There’s an App for That

“Voting requires taking time off work or finding childcare, identifying your polling place, finding time to go there, waiting in line, dealing with confused/hostile people working at the polling place, and then driving or walking back to wherever you started. Not surprisingly, few people bother. The solution is simple: If we want more people to vote, we have to make it easier to do so. If voting requires just opening an app, a lot more people will do it.” [More]

Aw, gee, duty requires effort and rights require responsibility.

Democrats really are the party of the lazy and the entitled.

Author: admin

David Codrea is a long-time gun owner rights advocate who defiantly challenges the folly of citizen disarmament.

6 thoughts on “There’s an App for That”

  1. Just another method and opportunity for the criminal left to engage in one of their favorite hobbies…. election fraud.

  2. If I could vote SECURELY from an app I’d say go for it.

    Heh!

    But as McCabe said “If a frog had wings he wouldn’t bump his ass as much.”

    We live in a world where every single American has probably had their identity compromised whether they’re aware of it or not. I spent 42 years in the IT business. My wife spent 34. Take it from us, the next 100% secure app created will be the first in human history.

    The Democrats don’t care. They want every vote counted. That includes fraudulent votes, double votes, votes cast out of district, votes by non citizens, and votes by people not even in the United States.

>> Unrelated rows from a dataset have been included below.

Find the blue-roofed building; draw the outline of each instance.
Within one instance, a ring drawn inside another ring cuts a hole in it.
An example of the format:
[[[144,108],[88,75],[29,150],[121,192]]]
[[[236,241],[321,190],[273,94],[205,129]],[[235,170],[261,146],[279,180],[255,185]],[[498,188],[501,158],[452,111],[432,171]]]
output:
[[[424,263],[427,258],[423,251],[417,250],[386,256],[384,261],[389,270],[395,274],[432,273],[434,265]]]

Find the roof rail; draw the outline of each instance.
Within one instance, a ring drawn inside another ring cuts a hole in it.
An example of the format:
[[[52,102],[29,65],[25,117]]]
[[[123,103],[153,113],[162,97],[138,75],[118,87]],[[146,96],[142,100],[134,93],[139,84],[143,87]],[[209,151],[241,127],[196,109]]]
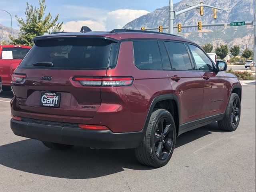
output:
[[[162,34],[164,35],[171,35],[179,37],[178,35],[170,34],[169,33],[161,33],[156,31],[144,31],[142,30],[136,29],[115,29],[110,31],[110,33],[125,33],[125,32],[134,32],[134,33],[155,33],[156,34]]]

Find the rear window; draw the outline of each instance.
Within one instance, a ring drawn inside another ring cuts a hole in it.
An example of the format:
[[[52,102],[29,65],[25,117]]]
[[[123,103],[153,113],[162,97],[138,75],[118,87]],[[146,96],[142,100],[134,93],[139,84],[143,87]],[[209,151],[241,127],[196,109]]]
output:
[[[163,67],[156,41],[133,42],[135,65],[140,69],[161,70]]]
[[[3,47],[1,54],[1,59],[22,59],[29,49],[21,47]]]
[[[112,46],[112,44],[115,44]],[[20,66],[33,68],[69,69],[106,68],[111,47],[116,44],[100,38],[65,38],[37,41]],[[35,66],[40,62],[52,62],[52,67]]]

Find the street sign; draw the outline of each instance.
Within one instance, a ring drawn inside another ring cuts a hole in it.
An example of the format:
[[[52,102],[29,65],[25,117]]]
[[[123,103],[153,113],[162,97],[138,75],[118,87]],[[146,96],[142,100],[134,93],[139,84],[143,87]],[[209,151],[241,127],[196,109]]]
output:
[[[245,25],[245,22],[244,21],[240,21],[239,22],[232,22],[230,23],[230,27],[241,26],[242,25]]]

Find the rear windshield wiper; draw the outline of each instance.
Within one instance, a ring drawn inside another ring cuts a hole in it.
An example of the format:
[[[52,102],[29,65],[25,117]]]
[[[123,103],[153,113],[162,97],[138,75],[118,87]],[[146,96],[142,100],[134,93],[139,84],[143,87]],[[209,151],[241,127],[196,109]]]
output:
[[[34,66],[42,66],[45,67],[53,67],[54,66],[53,63],[50,61],[37,62],[36,63],[34,63],[33,65]]]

    If they cared one teeny tiny bit about election security, don’t you think they’d agree to “Real ID” being required at the voting precinct?

  3. Gee, I had no problem voting after work on election day, or even waiting in line, or voting in the morning on the way to work.

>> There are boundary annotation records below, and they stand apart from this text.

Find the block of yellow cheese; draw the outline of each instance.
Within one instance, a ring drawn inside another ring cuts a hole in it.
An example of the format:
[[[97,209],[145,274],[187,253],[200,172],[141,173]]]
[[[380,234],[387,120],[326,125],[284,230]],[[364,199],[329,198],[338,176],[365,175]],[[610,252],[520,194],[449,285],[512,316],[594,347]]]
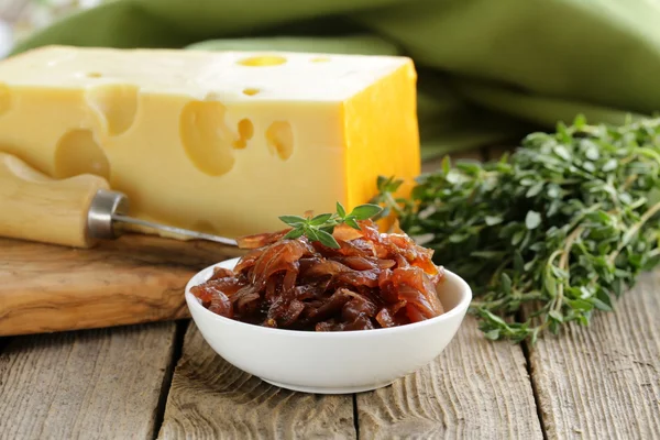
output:
[[[416,73],[406,57],[48,46],[0,63],[0,151],[103,176],[145,220],[271,231],[419,173]]]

  4. I’ve never had any hassle voting in person, or surly voting workers- but I don’t live in a blue state.

    I don’t remember seeing any signs saying “no kids allowed” when I was voting. As a matter of fact, my parents took us to the polling station.

  5. Just leave it up to your kindly superiors, the Democratic Party, they’ll vote for you for the rest of your life, and longer.

  6. Take your words above, and substitute “Starbux Coffee” for “voting”.

    Reread it, if you can, without falling on the floor laughing at how ridiculous the concept is.